カタカナ語
朝、大きなやかんでお茶を沸かしていたら、母が「マタニティ...マタニティー茶!」という。
ある時、玄関の上の棚に‘ナタデココ’があるから取ってくれと言った母は自信満々だった。母がそのようなものを買ってわざわざ棚の上に置いておくなんて珍しいから、わたしは既にそれが‘ナタデココ’でないことには薄々感づいていた。
棚の扉を開けて見てみると、魚の缶詰やナッツ類なんかが備蓄してある、いつもの光景が広がっている。そこでわたしは母の言う、‘ナタデココ’らしきものを検索する。恐らくこれだろうというものにすぐに目星はつく。備蓄品のかごの間に挟まっている、小さなボトル。そこには堂々と‘ アマニ油’と書かれている。わたしはすでに横に広がった口許を顔に張り付かせながら、解答を言い渡した。それが正解だったと知り、甲高い笑い声。ナタデココをココナッツに変換し、ココナッツ油を同じ油の仲間に変換すればよいのだったら、とりあえず繋がっている。
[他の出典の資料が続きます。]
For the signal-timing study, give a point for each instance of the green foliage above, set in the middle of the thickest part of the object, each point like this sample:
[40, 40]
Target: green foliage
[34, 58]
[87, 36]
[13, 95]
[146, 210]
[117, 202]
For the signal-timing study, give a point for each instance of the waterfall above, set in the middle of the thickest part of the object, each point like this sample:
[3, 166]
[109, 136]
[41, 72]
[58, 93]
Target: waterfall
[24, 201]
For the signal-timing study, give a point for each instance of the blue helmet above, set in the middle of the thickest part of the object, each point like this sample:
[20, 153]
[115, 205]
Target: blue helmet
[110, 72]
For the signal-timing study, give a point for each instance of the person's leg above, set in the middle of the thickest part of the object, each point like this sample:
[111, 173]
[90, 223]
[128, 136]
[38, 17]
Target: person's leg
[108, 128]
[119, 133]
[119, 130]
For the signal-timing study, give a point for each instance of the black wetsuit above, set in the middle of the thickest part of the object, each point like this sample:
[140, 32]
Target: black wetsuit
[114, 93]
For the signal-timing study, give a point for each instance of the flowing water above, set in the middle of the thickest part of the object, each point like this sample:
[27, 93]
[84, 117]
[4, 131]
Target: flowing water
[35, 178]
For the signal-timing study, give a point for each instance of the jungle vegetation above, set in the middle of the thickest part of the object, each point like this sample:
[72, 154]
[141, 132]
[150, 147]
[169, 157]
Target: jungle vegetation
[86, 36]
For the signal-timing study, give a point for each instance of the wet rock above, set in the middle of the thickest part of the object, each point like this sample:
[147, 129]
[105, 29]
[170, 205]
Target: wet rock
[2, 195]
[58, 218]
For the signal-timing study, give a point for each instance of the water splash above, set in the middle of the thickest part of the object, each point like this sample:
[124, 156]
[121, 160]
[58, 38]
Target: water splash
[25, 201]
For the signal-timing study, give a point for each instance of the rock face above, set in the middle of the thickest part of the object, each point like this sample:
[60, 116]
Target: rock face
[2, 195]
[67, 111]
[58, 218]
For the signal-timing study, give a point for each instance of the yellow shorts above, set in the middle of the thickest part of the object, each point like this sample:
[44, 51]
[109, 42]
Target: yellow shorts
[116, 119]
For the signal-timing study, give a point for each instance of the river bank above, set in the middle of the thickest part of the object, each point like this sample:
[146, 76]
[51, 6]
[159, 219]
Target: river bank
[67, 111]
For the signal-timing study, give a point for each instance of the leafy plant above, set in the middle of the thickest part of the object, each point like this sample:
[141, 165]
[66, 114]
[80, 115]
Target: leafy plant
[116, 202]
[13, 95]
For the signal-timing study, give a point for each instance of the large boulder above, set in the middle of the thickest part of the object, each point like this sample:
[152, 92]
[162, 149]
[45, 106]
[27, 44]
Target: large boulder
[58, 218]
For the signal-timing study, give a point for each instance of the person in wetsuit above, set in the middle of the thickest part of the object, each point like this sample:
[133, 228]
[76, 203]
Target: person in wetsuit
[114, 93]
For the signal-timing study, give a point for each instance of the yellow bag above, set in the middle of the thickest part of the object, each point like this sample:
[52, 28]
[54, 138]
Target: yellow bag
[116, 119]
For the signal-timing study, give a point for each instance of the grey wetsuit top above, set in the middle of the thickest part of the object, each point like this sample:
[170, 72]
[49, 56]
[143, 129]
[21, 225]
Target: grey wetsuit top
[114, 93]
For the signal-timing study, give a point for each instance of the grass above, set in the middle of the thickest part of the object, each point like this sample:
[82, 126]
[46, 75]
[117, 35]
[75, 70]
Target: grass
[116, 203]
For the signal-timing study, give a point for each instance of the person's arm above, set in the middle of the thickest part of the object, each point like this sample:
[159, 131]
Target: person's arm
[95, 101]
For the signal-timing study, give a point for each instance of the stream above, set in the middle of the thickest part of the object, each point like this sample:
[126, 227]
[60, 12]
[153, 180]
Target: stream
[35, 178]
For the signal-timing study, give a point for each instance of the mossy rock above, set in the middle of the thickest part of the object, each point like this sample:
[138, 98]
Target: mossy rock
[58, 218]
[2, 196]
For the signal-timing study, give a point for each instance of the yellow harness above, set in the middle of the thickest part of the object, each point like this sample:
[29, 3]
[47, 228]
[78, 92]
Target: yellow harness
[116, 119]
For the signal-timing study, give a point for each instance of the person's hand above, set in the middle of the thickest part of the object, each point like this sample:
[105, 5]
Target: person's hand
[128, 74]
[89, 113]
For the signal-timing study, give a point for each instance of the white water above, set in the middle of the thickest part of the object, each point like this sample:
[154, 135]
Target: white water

‘マタニティー’というお茶があるのだったら、‘マタニティー茶’は変でしょ、と密かに思う自分が可笑しい。本当は‘マテ茶’なんだけれど、カタカナが苦手な母はその苦手意識の所為で、妊婦さんとごちゃごちゃにしてしまうようだ。わたしにとっては愛すべき面白い母である。
彼女はわたしがすすっている米粉でできた麺をみて、「ホー」と呟く。それじゃフクロウじゃん!というようなやり取りをこれからも続けられたら幸せということだな、きっと。ふふふ。